I cannot and willnot speak for the south, but the schools in Boston were never segregated or imbalanced, too many eye-witnesses and countervailing evidence for that; yet the liberals, most of whom where not even from Boston (example, book: DEATH AT AN EARLY AGE) came in as interlopers and psuedo-experts, screamed RAACISM at the top of their lungs thereby creating a 'self-fulfiling prophecy' and were believed by the liberal Boston newspaper (again, most of who worked for Boston newspapers not being from Boston) and the leftist Kennedy stooge federal judge went ahead violating the Seperation of Powers act and ordered a collectivist solution, 'Forced Busing', to a non-existant problem - in Boston if segregation didn't exist, create it in myth!

All this by liberals who were going to force you to comply with their Utopian left-wing fantasy at your tax expense: liberals are the true practitioners of Orwellian logic: We the liberals are the first among equals!

Trouble is, Boston really isn't that liberal, its all the surrounding cities and towns like Cambridge, Newton, Brookline and various suburbs, Boston itself is conservative to moderate. But all the liberals scream their heads off and make the most noise, they insist they are right and have all the answers (from the safety of their private sector jobs and their all-white affluent suburbs).
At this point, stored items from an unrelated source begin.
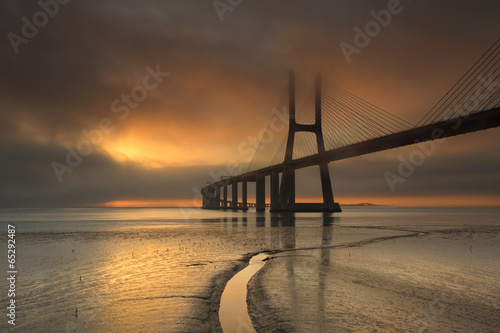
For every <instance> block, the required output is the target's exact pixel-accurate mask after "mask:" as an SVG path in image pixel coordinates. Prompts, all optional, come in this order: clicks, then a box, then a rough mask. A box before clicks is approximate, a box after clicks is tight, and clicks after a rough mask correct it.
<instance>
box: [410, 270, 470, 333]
mask: <svg viewBox="0 0 500 333" xmlns="http://www.w3.org/2000/svg"><path fill="white" fill-rule="evenodd" d="M454 285H455V288H452V286H451V284H449V283H448V284H447V285H446V286H445V288H443V289H442V290H441V293H440V295H439V297H436V298H434V299H433V300H432V301H431V302H430V303H428V306H427V307H426V308H424V309H421V310H420V311H419V312H418V313H417V312H415V313H413V314H412V315H411V316H410V318H409V321H410V324H412V325H413V326H416V327H417V328H418V332H421V333H422V332H427V329H428V327H429V324H431V323H432V322H434V321H436V319H437V318H438V317H439V316H440V315H441V314H442V313H443V312H444V311H445V310H446V308H447V307H450V306H451V304H452V303H453V302H455V299H456V298H457V296H458V294H459V292H460V291H462V290H463V289H465V288H464V287H463V286H461V285H457V278H455V279H454Z"/></svg>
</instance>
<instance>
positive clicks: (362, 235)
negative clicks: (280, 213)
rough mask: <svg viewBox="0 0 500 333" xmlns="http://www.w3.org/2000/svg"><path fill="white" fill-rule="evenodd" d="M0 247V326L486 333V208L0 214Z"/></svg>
mask: <svg viewBox="0 0 500 333" xmlns="http://www.w3.org/2000/svg"><path fill="white" fill-rule="evenodd" d="M9 250H10V252H9ZM0 252H3V255H2V256H3V258H4V259H3V260H2V261H3V264H2V268H3V269H2V270H3V272H1V274H2V275H3V276H4V278H2V279H1V281H2V282H1V283H0V303H1V304H2V306H1V308H2V309H3V310H2V311H3V314H2V316H1V317H0V318H2V319H1V322H0V331H1V332H221V331H222V327H226V328H225V332H226V331H232V332H253V331H257V332H272V331H278V332H280V331H282V332H364V331H366V332H392V331H393V332H434V331H449V332H451V331H460V332H461V331H467V332H500V208H466V207H458V208H457V207H455V208H402V207H401V208H400V207H345V208H344V211H343V212H342V213H335V214H323V213H295V214H292V213H289V214H274V213H269V212H256V211H252V210H250V211H248V212H241V211H231V210H228V211H210V210H202V209H198V208H65V209H62V208H57V209H0ZM259 254H260V255H262V254H265V256H264V257H265V259H264V260H265V264H263V266H262V265H261V266H262V268H260V269H259V270H258V271H257V270H255V272H254V273H252V276H249V282H248V283H247V285H246V289H247V290H245V285H243V287H242V288H239V289H237V290H236V291H235V293H247V294H246V296H245V294H243V297H246V300H247V309H246V310H247V314H248V317H249V318H250V320H251V322H248V320H247V321H246V322H244V321H243V320H239V324H236V326H227V325H224V324H222V325H221V320H222V321H224V320H226V319H221V318H219V315H218V314H219V306H220V302H221V301H220V300H221V294H222V293H223V291H224V288H225V286H226V283H227V282H228V281H230V280H231V278H232V277H233V276H235V275H236V274H237V273H238V272H239V271H240V270H241V269H244V267H245V266H246V265H247V263H248V262H249V261H250V260H251V259H252V258H253V257H254V258H255V256H257V255H259ZM264 257H262V258H264ZM259 258H261V257H259ZM12 259H14V260H12ZM9 260H10V261H9ZM259 260H260V259H259ZM259 267H260V266H259ZM245 283H246V282H245ZM13 305H14V307H13ZM229 309H231V306H229ZM244 310H245V309H244ZM235 311H236V310H235ZM229 317H231V315H229ZM234 317H235V318H236V319H240V314H238V313H237V312H235V313H234ZM236 322H238V320H237V321H236ZM227 327H229V328H227Z"/></svg>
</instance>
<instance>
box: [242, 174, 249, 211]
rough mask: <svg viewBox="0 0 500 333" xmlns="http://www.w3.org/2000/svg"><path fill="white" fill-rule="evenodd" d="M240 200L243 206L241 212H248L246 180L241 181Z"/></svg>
mask: <svg viewBox="0 0 500 333" xmlns="http://www.w3.org/2000/svg"><path fill="white" fill-rule="evenodd" d="M241 185H242V187H241V200H242V201H243V206H242V209H243V210H248V202H247V195H248V193H247V181H246V180H243V181H242V182H241Z"/></svg>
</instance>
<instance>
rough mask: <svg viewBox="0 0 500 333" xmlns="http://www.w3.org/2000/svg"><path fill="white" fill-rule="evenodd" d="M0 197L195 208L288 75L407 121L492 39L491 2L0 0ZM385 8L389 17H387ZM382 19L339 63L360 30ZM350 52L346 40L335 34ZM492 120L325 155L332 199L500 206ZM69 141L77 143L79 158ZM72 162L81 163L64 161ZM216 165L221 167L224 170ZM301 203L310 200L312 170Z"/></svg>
mask: <svg viewBox="0 0 500 333" xmlns="http://www.w3.org/2000/svg"><path fill="white" fill-rule="evenodd" d="M0 9H1V10H0V16H1V20H0V29H1V31H2V35H3V36H4V37H3V38H2V41H1V43H2V45H1V48H0V59H1V61H0V68H1V73H2V74H1V76H0V87H1V89H0V156H1V163H0V206H1V207H82V206H84V207H85V206H127V205H129V206H166V205H167V206H169V205H174V206H175V205H182V206H192V205H197V204H199V198H200V196H199V190H200V188H201V187H203V186H204V185H205V184H206V182H207V181H212V180H213V179H214V177H215V176H217V175H221V174H224V172H227V170H228V169H230V168H231V165H233V166H237V167H236V169H238V170H239V169H242V168H244V166H245V165H247V164H248V162H249V160H250V158H251V154H250V153H242V151H241V149H239V148H241V145H242V144H245V143H248V142H250V141H251V140H252V138H256V137H258V135H259V133H261V132H262V129H264V128H266V126H267V125H268V122H269V120H270V119H271V116H272V115H273V108H274V107H276V106H277V105H278V104H279V101H280V98H282V96H283V93H284V89H285V87H286V84H287V75H288V74H287V73H288V71H289V70H294V71H295V72H296V74H297V76H298V77H301V78H303V79H304V80H310V79H311V78H312V77H313V75H315V74H316V73H317V72H321V74H322V77H323V78H324V79H325V80H327V81H329V82H332V83H334V84H336V85H338V86H340V87H342V88H343V89H346V90H347V91H349V92H351V93H353V94H355V95H357V96H359V97H361V98H363V99H365V100H367V101H369V102H371V103H373V104H374V105H377V106H378V107H380V108H383V109H384V110H387V111H390V112H391V113H393V114H395V115H398V116H399V117H401V118H403V119H405V120H407V121H409V122H412V123H416V122H418V120H420V118H421V117H423V116H424V114H425V113H426V112H427V111H428V110H429V109H430V108H431V107H432V106H433V105H434V104H435V103H436V102H437V101H438V100H439V99H440V98H441V97H442V96H443V95H444V94H445V93H446V92H447V91H448V89H449V88H450V87H451V86H452V85H453V84H454V83H455V82H456V81H457V80H458V79H459V78H460V77H461V76H462V74H463V73H465V72H466V71H467V69H468V68H469V67H470V66H472V65H473V64H474V62H475V61H476V60H477V59H478V58H479V57H480V56H481V55H482V54H483V53H484V52H485V51H486V50H487V49H488V48H489V47H490V46H491V45H492V44H493V43H494V42H495V41H496V40H497V39H498V38H499V35H498V32H499V31H500V21H499V20H498V15H499V14H500V3H499V2H498V1H485V0H482V1H481V0H480V1H474V2H472V1H451V0H445V1H439V2H436V1H430V0H429V1H425V0H413V1H411V0H406V1H400V2H398V1H394V0H391V1H368V0H363V1H347V0H345V1H307V2H306V1H272V2H271V1H263V0H262V1H258V0H254V1H250V0H246V1H237V0H232V1H229V0H221V1H165V0H163V1H129V0H120V1H114V0H109V1H93V0H86V1H83V0H72V1H68V0H65V1H63V0H60V2H56V1H55V0H42V1H40V2H34V1H3V2H1V4H0ZM389 10H392V12H391V11H389ZM381 11H384V12H385V13H387V12H389V13H391V15H390V21H389V19H388V18H387V16H386V21H385V22H384V25H385V26H380V29H379V31H378V32H377V34H375V35H374V36H373V37H371V38H370V42H369V43H367V44H368V45H362V46H363V47H360V48H358V52H357V53H354V54H351V55H350V57H349V59H347V58H346V57H345V55H344V52H343V51H342V48H341V47H340V46H341V45H342V43H347V44H350V45H355V35H356V30H355V29H356V27H358V28H360V29H364V28H365V27H366V24H367V23H369V22H372V21H374V20H375V18H374V16H373V13H374V12H375V13H380V12H381ZM344 45H345V44H344ZM499 139H500V129H498V128H497V129H489V130H486V131H481V132H476V133H471V134H467V135H462V136H458V137H454V138H449V139H447V140H445V141H444V142H442V141H437V142H436V143H435V150H434V152H433V153H432V154H430V155H429V156H427V155H426V158H425V161H424V162H423V163H422V164H421V165H419V166H417V167H416V168H415V170H413V171H412V172H411V175H409V176H408V177H404V182H398V183H397V184H395V186H393V187H392V188H391V186H390V185H389V184H388V182H387V180H386V177H385V175H386V172H387V171H389V172H393V173H397V172H398V171H397V170H398V167H399V165H400V163H401V158H403V159H408V158H409V156H410V154H412V152H414V150H415V149H419V148H415V147H416V146H411V147H405V148H398V149H393V150H390V151H385V152H380V153H375V154H370V155H366V156H361V157H357V158H352V159H348V160H344V161H339V162H335V163H331V164H330V165H329V167H330V171H331V175H332V182H333V190H334V195H335V198H336V201H338V202H339V203H340V204H341V205H342V204H343V203H344V204H353V203H358V202H371V203H375V204H383V205H396V206H416V205H421V206H422V205H423V206H435V205H443V206H455V205H474V206H476V205H496V206H499V205H500V149H499V148H500V146H499V141H500V140H499ZM79 151H80V153H79ZM77 154H78V155H77ZM228 163H229V164H228ZM297 175H298V179H297V194H298V196H299V199H298V201H314V200H316V199H317V197H318V196H319V194H320V192H319V188H320V185H319V177H318V170H317V169H316V168H312V169H306V170H301V171H299V172H298V173H297Z"/></svg>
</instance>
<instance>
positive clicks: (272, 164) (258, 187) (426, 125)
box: [201, 39, 500, 212]
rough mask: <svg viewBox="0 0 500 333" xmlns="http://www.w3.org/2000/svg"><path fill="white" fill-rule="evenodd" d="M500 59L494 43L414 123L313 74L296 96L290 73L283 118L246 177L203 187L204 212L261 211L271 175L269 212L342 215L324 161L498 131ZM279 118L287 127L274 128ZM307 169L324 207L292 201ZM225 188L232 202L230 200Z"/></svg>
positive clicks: (218, 182)
mask: <svg viewBox="0 0 500 333" xmlns="http://www.w3.org/2000/svg"><path fill="white" fill-rule="evenodd" d="M499 61H500V39H499V40H497V41H496V43H495V44H494V45H493V46H491V47H490V48H489V49H488V50H487V51H486V52H485V53H484V54H483V56H482V57H481V58H480V59H479V60H478V61H477V62H476V63H475V64H474V65H473V66H472V67H471V68H470V69H469V70H468V71H467V72H466V73H465V74H464V75H463V76H462V77H461V78H460V80H458V81H457V83H455V85H454V86H453V87H451V89H450V90H449V91H448V92H447V93H446V94H445V95H444V96H443V97H442V98H441V99H440V100H439V101H438V102H437V103H436V104H435V105H434V107H433V108H431V109H430V110H429V111H428V112H427V113H426V114H425V115H424V116H423V117H422V119H421V120H420V121H419V122H418V123H417V124H415V125H413V124H411V123H409V122H407V121H405V120H403V119H401V118H400V117H398V116H396V115H394V114H391V113H390V112H387V111H385V110H382V109H380V108H378V107H376V106H374V105H372V104H370V103H369V102H367V101H365V100H363V99H361V98H359V97H357V96H355V95H353V94H351V93H349V92H348V91H345V90H343V89H341V88H340V87H337V86H335V85H332V86H329V87H327V88H326V89H325V87H322V82H321V78H320V76H319V75H318V76H317V77H316V79H315V82H314V85H310V84H308V83H305V82H302V81H300V82H298V83H299V84H300V85H301V89H300V90H299V93H298V94H296V85H297V82H296V80H295V76H294V74H293V73H292V72H290V77H289V84H288V100H287V101H283V102H282V103H281V106H283V107H284V109H285V110H287V111H288V112H287V113H288V114H286V113H285V115H286V117H283V115H281V117H278V116H276V114H275V115H274V116H273V118H272V119H271V121H270V123H269V125H268V127H267V129H266V130H265V132H264V134H263V136H262V140H261V142H260V144H259V146H258V147H257V149H256V152H255V155H254V157H253V159H252V161H251V162H250V164H249V166H248V169H247V170H246V172H244V173H243V174H240V175H236V176H230V177H224V178H222V179H221V180H219V181H216V182H213V183H210V184H207V185H206V186H205V187H204V188H203V189H202V191H201V192H202V196H203V208H206V209H241V210H247V209H248V207H250V206H252V207H256V209H257V211H263V210H265V207H266V189H265V186H266V181H265V180H266V177H267V176H270V202H271V203H270V207H271V211H276V212H278V211H294V212H311V211H316V212H340V211H341V208H340V206H339V204H338V203H336V202H335V201H334V198H333V191H332V186H331V179H330V173H329V170H328V163H329V162H333V161H338V160H342V159H346V158H350V157H355V156H360V155H364V154H369V153H374V152H378V151H383V150H387V149H392V148H397V147H402V146H406V145H411V144H415V143H419V142H424V141H428V140H437V139H441V138H445V137H451V136H456V135H460V134H466V133H470V132H475V131H480V130H486V129H489V128H494V127H498V126H500V65H499ZM277 112H278V113H279V112H280V111H279V109H278V110H277ZM283 118H285V119H286V120H287V124H286V125H287V126H286V127H285V126H281V130H280V126H279V125H280V124H279V122H280V121H281V122H283ZM281 125H283V124H281ZM283 128H284V130H283ZM311 166H318V167H319V172H320V177H321V189H322V193H323V202H318V203H297V202H295V171H296V170H297V169H301V168H306V167H311ZM249 182H255V184H256V185H255V195H256V203H248V202H247V201H248V200H247V192H248V190H247V185H248V183H249ZM239 184H241V186H242V188H241V198H240V196H239V190H238V186H239ZM229 186H231V194H232V195H231V199H232V200H228V187H229ZM240 199H241V200H240Z"/></svg>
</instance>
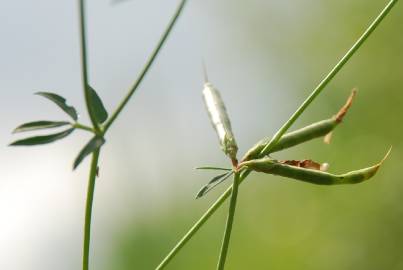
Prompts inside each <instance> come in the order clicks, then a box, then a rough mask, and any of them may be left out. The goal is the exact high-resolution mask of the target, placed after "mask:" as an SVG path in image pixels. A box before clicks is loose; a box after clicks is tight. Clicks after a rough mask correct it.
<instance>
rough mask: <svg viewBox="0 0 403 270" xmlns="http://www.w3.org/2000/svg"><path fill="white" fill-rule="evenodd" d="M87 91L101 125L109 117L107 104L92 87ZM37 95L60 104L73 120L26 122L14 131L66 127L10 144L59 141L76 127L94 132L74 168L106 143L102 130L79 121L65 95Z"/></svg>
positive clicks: (20, 144)
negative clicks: (95, 127) (83, 123)
mask: <svg viewBox="0 0 403 270" xmlns="http://www.w3.org/2000/svg"><path fill="white" fill-rule="evenodd" d="M87 91H89V93H90V95H89V96H90V106H91V109H92V111H93V112H94V116H95V119H96V121H97V123H98V124H99V125H101V124H103V123H104V122H105V121H106V120H107V119H108V112H107V110H106V109H105V106H104V104H103V102H102V99H101V98H100V97H99V95H98V94H97V92H96V91H95V90H94V89H93V88H92V87H91V86H88V89H87ZM36 95H38V96H41V97H44V98H46V99H47V100H49V101H51V102H53V103H54V104H55V105H56V106H58V107H59V108H60V109H61V110H62V111H64V112H65V113H66V114H67V115H68V116H69V117H70V118H71V121H66V120H60V121H53V120H37V121H32V122H28V123H24V124H22V125H19V126H18V127H16V128H15V129H14V131H13V133H21V132H31V131H42V130H49V129H55V128H60V127H65V129H64V130H62V131H59V132H56V133H50V134H46V135H36V136H31V137H27V138H23V139H19V140H16V141H14V142H12V143H10V146H34V145H43V144H49V143H53V142H55V141H59V140H61V139H64V138H66V137H68V136H69V135H71V134H72V133H73V131H75V130H76V129H81V130H86V131H89V132H91V133H93V135H94V136H93V137H92V138H91V139H90V140H89V141H88V143H87V144H86V145H85V146H84V147H83V148H82V149H81V151H80V152H79V153H78V155H77V157H76V158H75V160H74V163H73V170H74V169H76V168H77V167H78V165H80V163H81V162H82V161H83V160H84V159H85V158H86V157H87V156H88V155H90V154H91V153H93V152H94V151H95V150H97V149H99V148H100V147H101V146H102V145H103V144H104V143H105V139H104V136H103V135H104V134H103V132H102V130H101V132H97V131H96V130H95V129H93V128H91V127H88V126H85V125H82V124H80V123H79V122H78V119H79V114H78V112H77V110H76V108H75V107H73V106H71V105H68V104H67V101H66V99H65V98H64V97H62V96H60V95H58V94H55V93H51V92H37V93H36Z"/></svg>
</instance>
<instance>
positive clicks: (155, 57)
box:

So this is why 'liberal' is such invective.
 
Patrick Skerry said:
Trouble is, Boston really isn't that liberal, its all the surrounding cities and towns like Cambridge, Newton, Brookline and various suburbs, Boston itself is conservative to moderate. But all the liberals scream their heads off and make the most noise, they insist they are right and have all the answers (from the safety of their private sector jobs and their all-white affluent suburbs).

So this is why 'liberal' is such invective.
So you are for urban dwellers and against surburbanites?
 
MT MOD NOTE:

This thread is locked pending admin review due to the inability of posters to remain on topic.